Запорожец по привычке полез было в карман, вытащил оттуда кисет и трубку, чтоб после долгого сиденья под водою и после двух чарок водки затянуться, да увидав, что и с ки­сета вода течет, и в трубке вода, и трут мокрый, и сам он весь мокрый, как мышь, - так и ухватил себя за чуб.

- А, стонадцать коп чертей с горохом! О, чтоб вас, чертовых крутивусов, черти редькою по пятницам били! Чтоб ваши матери ежей родили против шерсти! Чтоб вам подавиться дохлою мерзлою собакою, чтоб она у вас в пога­ном брюхе и таяла, и лаяла!

Выругавшись вдоволь и облегчив этим хоть немножко казацкую душу, он тотчас же сорвал несколько широких листов лопуха, разложил их на солнце, высыпал на них под­моченный тютюн, вздел на сухой сук орешника кусок мок­рого трута, потом повесил на кусты мокрую же шапку, снял сапоги, штаны, сорочку, все это развесил на солнце и остался в таком виде, в каком поп отец Данило вынул его когда-то из купели.

- Раздевайтесь, хлопцы! - скомандовал он. - Теперь и так тепло.

Товарищи последовали его примеру. Друкарь после вод­ки смотрел совсем молодцом. Из переметной сумы вынули намокший хлеб, вяленую, тоже намокшую, рыбу и стали все это сушить на солнце, которое не ленилось исполнять возложенные на него ка­заками обязанности: оно пекло так, как только оно в состоя­нии печь в степях Южной России. Молодые беглецы, допекаемые жаром и чтобы сократить время, стали купаться в той самой речке, в которой они не­давно прятались от погони. Теперь, наученные недавним опытом, они выдумали очень полезную для их целей игру, которую и назвали "очеретянкою". Игра состояла в том, что, вырезав себе опять такие камышинки, с помощью ко­торых им удалось спастись от преследователей, они по жре­бию прятались в воде; тот, кому выпадал жребий "ховаться", брал камышинку в рот и нырял с нею в воду, а товарищи должны были следить за ним на поверхности реки и замечать, где покажется из-под воды кончик камышинки.
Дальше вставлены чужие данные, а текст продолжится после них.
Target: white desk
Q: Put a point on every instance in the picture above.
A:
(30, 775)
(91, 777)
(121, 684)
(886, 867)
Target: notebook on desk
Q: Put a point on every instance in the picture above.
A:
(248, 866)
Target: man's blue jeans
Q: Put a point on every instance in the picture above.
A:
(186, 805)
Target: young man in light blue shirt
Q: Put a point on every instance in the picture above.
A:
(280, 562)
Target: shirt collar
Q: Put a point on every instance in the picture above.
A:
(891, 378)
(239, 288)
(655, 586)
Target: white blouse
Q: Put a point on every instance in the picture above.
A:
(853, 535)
Солнце между тем делало свое дело. Развешенное платье беглецов было им достаточно высушено, тютюн подсох так­же порядочно, труту возвратилась его воспламенительная способность, и запорожец, одевшись молодцом, распустив свои широкие, как запорожская воля, шаровары и закурив люльку, казался совсем счастливым.

- Ну, хлопцы, теперь в дорогу, в ходку! - сказал он, поглядывая на солнце.

- Солнышко еще высоко, до вечера не мало степи пройдем, а вечером отпочинем час-другой да вновь в ходку на всю ночь.

Отойдя от места стоянки небольшое пространство, запо­рожец взошел на ближайший курган, осмотрел степь своими зоркими привычными глазами на несколько верст кругом и, убедившись, что степь свободна от польских разведчиков, велел рушать дальше. Степь становилась все пустыннее и казалась необозримее и диче. Они перерезали знаменитый Черный шлях, которым не решались идти из опасения встретиться с польскими гон­цами, часто ездившими в Крым, либо с купеческими кара­ванами, конвоируемыми вооруженною стражею. Наши бег­лецы шли по правую сторону Черного шляха, местами, по-видимому, очень хорошо знакомыми запорожцу.

- Вот кабы кони у нас не бежали, то-то б хорошо бы­ло! - сожалел Грицко, таща на себе суму с баклагой.

- Эге! Коли б кони, то и Фома с Еремою умели б ез­дить! - процедил запорожец, сося трубочку.

- А что, поймали их ляхи? - интересовался Юхим.

- Эге! Ловила баба воду решетом, - пояснил запоро­жец.

- Я им такого терну дал, что они, поди, и теперь ле­тают по степи, коли не дали дуба.

Под вечер беглецы остановились в небольшой балке, не­далеко от Черного шляха, где, как это известно было запо­рожцу, можно было найти криницу с холодною ключевою водою. Молодцы подкрепились пищею, напились холодной воды и легли спать в этой самой балке, в густой траве, где их не легко было найти.

Встали они с восходом месяца и снова продолжали путь.